Background: Experimental research indicates that oxidative stress is implicated in aging and in the pathogenesis of diabetes and its complications. This evidence is limited in elderly patients with non-insulin dependent diabetes, in which age- and disease-related production of reactive oxygen species might exert synergistic damaging effects on tissues and organs.
Methods: Plasma levels of lipid-soluble compounds with antioxidant properties including vitamin A, vitamin E and carotenoids (lutein, zeaxanthin, beta-cryptoxanthin, lycopene, alpha- and beta-carotene) were measured by HPLC in 72 elderly patients with non-insulin dependent diabetes (75.7+/-0.8 years, 40 F, 32 M) and in 75 age-matched controls (77.2+/-1.2 years, 48 F, 27 M).
Results: All compounds measured were significantly lower in plasma from diabetic patients as compared to controls (p<0.0001).
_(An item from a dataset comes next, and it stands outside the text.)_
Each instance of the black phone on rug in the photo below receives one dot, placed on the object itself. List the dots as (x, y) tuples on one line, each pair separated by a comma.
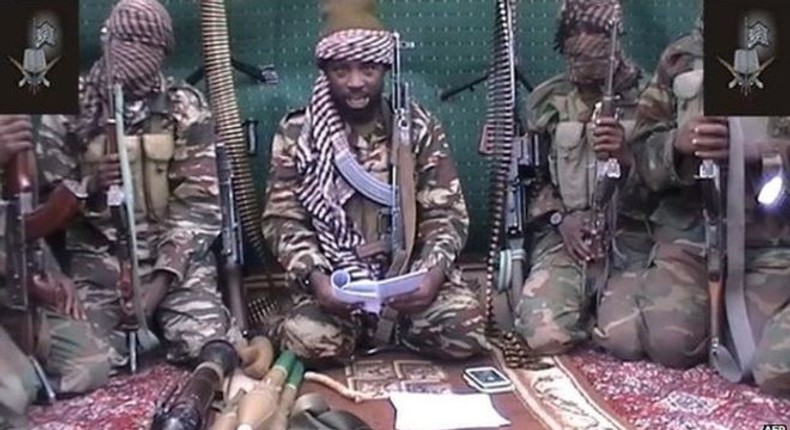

Plasma levels of vitamins A and E and of carotenoids did not significantly correlate with dietary intake and lipid profile in both groups. In patients, significant inverse correlations were found between age and levels of vitamin E, beta-cryptoxanthin, lycopene and beta-carotene.
Conclusions: We conclude that patients of very old age with Type 2 diabetes show a poor plasma status of vitamins A and E and carotenoids, which negatively correlates with age. Further studies are needed to explore the possible therapeutic role of lipid-soluble vitamin supplements in elderly diabetic subjects.